Tragedi Muara Kate, Mengapa PT MCM Bisa Hidup Kembali?

Setelah gagal menggempur Meratus, PT MCM rupanya masih mengantongi izin. Bahkan sampai 2034 mendatang.

Sudah sepekan warga mendirikan posko untuk menghalau setiap angkutan truk batu bara yang melintasi wilayah mereka.

AKTIVIS Wahana Lingkungan Hidup (Walhi) heran dengan kemunculan PT Mantimin Coal Mining (MCM). Sejatinya izin operasi raksasa tambang satu ini sudah dikandaskan oleh Mahkamah Agung.

“Berarti pemerintah telah mengingkari putusan Mahkamah Agung dengan tidak mencabut izin PT MCM,” jelas Direktur Walhi Kalimantan Selatan, Kisworo Dwi Cahyo kepada apakabar.co.id, Minggu (17/11).

MCM, kata Kisworo, dari dulu memang bermasalah. Pada 2017, MCM bahkan berniat menambang Meratus di Kabupaten Hulu Sungai Tengah (HST).

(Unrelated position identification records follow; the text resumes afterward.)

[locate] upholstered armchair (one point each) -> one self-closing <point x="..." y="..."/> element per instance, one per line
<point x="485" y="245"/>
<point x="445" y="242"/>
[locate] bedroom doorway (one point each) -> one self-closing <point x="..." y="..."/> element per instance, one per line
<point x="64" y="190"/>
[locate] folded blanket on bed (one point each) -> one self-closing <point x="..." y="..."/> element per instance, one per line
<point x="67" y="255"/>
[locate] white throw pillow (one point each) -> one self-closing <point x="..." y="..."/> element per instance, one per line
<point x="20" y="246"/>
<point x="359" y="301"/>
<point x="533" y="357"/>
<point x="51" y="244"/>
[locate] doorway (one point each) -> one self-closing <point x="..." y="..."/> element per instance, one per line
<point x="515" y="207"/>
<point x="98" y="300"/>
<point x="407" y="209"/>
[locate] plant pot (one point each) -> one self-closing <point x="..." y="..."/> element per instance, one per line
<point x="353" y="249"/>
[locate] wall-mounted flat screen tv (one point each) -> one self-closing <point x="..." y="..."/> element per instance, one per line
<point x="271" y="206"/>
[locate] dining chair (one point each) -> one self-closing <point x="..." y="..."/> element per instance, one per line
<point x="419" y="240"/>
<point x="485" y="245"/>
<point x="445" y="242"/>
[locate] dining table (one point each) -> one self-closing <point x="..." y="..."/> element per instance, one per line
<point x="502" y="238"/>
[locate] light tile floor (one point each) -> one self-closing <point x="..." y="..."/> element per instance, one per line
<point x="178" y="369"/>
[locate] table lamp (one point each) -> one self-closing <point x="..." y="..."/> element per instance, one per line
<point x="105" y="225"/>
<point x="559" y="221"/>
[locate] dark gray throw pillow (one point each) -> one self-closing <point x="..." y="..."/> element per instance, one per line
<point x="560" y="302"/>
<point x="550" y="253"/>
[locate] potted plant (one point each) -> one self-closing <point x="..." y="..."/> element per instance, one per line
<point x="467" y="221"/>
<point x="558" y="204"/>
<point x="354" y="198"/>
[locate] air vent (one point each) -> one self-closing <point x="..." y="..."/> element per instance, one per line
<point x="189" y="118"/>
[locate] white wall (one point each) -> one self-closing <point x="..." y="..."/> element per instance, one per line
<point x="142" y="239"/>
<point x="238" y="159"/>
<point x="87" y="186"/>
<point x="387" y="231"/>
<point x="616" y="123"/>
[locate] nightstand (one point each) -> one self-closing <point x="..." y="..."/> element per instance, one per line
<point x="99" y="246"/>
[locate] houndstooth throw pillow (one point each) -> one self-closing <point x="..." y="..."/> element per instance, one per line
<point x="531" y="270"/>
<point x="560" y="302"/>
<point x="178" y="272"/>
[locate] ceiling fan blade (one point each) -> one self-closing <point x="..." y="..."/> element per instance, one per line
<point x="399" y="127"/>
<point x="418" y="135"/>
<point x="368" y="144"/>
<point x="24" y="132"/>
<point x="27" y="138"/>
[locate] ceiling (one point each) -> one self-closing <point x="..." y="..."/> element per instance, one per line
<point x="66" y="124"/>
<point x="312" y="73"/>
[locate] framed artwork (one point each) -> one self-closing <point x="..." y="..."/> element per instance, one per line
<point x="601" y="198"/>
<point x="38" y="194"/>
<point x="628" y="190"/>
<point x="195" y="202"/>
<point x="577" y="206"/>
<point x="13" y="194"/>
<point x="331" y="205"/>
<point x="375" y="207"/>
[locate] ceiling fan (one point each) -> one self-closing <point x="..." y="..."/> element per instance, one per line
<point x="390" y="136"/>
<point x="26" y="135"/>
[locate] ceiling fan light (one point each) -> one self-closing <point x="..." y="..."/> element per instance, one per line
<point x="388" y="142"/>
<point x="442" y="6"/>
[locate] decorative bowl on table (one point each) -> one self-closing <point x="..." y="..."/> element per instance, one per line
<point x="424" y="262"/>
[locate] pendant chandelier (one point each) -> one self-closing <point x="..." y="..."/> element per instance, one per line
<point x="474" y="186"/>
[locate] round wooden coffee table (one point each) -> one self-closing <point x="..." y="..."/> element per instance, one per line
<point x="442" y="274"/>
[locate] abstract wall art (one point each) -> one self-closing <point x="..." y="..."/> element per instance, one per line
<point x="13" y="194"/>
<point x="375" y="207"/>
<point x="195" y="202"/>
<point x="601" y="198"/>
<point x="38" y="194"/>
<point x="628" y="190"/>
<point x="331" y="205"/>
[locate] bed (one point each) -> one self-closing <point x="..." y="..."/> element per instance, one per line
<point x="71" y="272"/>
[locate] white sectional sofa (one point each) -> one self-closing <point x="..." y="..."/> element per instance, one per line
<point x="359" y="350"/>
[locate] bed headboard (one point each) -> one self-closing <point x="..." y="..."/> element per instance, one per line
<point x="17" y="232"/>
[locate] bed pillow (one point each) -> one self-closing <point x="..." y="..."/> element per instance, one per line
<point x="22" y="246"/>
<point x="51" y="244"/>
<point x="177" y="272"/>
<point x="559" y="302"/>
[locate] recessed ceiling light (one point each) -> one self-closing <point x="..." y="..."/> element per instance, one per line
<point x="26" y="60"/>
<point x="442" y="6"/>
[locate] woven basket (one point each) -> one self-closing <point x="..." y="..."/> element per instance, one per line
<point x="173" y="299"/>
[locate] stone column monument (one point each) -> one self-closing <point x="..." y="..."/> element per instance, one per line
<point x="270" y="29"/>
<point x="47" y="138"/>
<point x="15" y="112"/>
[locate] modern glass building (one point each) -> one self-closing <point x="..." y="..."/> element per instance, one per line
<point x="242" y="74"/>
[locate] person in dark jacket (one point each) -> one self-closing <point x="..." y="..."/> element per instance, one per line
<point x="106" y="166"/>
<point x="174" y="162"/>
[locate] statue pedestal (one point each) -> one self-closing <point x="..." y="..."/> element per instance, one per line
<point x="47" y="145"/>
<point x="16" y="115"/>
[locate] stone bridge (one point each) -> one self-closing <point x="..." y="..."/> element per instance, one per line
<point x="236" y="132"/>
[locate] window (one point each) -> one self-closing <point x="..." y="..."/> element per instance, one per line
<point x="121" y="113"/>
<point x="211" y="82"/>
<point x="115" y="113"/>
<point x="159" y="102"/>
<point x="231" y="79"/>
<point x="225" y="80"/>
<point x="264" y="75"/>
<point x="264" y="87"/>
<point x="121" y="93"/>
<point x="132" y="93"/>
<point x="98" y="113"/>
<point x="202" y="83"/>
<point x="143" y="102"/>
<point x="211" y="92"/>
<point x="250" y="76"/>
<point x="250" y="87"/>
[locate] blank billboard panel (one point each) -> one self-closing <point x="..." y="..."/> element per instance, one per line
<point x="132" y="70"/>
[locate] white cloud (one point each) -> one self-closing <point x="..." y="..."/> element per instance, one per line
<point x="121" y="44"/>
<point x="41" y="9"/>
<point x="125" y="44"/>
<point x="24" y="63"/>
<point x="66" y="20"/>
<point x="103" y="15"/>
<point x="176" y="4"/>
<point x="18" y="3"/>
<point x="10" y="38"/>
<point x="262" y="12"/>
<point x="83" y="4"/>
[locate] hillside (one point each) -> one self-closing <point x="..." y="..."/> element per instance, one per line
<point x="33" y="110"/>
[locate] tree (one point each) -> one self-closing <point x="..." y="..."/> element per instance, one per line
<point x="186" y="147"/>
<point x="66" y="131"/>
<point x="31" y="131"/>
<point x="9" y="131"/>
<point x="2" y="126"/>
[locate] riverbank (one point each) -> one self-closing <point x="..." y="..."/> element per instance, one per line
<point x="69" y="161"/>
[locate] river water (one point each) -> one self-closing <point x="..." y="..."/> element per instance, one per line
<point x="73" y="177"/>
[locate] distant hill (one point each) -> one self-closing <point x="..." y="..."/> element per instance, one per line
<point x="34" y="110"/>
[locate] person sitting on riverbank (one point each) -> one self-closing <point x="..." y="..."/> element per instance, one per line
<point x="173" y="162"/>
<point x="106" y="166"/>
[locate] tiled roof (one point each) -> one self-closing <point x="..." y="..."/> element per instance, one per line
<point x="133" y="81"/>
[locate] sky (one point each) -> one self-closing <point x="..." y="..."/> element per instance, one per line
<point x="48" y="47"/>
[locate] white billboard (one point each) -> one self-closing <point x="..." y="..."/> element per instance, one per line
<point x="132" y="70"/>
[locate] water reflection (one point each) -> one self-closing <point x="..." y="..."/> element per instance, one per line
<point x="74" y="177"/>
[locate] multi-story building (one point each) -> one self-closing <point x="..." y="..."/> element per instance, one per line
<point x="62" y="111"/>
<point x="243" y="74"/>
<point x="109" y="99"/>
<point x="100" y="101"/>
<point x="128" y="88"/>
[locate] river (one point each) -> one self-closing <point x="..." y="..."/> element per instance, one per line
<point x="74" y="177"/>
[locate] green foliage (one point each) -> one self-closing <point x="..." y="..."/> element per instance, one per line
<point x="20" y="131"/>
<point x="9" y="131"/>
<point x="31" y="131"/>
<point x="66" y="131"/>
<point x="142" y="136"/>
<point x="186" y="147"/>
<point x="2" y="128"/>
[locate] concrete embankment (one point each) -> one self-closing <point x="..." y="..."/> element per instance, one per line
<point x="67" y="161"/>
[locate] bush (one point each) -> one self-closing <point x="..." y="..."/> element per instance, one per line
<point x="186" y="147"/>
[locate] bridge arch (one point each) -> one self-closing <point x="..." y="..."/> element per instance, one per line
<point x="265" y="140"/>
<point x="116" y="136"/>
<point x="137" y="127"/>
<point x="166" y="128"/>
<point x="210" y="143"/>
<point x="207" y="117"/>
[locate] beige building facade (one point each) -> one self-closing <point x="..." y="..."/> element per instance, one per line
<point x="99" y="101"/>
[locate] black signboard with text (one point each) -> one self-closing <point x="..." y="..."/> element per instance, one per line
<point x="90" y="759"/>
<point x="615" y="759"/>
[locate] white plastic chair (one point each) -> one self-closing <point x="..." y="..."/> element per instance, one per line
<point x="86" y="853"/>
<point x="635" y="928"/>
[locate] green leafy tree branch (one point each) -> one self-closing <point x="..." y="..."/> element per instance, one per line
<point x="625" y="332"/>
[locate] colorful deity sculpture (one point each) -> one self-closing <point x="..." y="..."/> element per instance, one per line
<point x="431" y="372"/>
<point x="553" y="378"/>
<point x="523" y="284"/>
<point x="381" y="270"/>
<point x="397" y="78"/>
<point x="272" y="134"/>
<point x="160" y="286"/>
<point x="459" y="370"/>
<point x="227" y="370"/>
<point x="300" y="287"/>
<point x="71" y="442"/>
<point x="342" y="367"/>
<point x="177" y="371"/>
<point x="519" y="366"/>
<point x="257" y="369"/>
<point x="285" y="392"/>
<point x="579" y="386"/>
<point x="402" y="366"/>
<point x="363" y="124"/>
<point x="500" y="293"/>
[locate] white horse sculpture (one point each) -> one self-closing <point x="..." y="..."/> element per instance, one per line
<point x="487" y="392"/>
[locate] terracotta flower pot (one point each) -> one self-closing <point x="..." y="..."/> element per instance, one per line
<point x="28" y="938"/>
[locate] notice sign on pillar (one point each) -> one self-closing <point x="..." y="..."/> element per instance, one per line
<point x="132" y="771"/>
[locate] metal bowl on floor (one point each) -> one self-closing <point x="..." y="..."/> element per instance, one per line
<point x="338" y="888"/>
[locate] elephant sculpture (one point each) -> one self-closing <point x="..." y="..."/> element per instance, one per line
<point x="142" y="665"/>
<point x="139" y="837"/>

Padahal Meratus adalah bentang alam satu-satunya sisa penyangga ekologi Kalimantan Selatan di saat daerah lain sudah dijamah tambang.

Rencana eksploitasi MCM di Meratus terendus setelah menteri ESDM menerbitkan surat keputusan (SK) bernomor 441.K/30/DJB/2017. SK yang dikeluarkan Ignasius Jonan, Menteri ESDM kala itu memberi lampu hijau bagi PT MCM.

Tak tanggung-tanggung izin produksi yang diberikan Jonan ke MCM mencakup tiga kabupaten sekaligus, Balangan, Tabalong, hingga HST. Total konsesinya mencapai 5.908 hektare.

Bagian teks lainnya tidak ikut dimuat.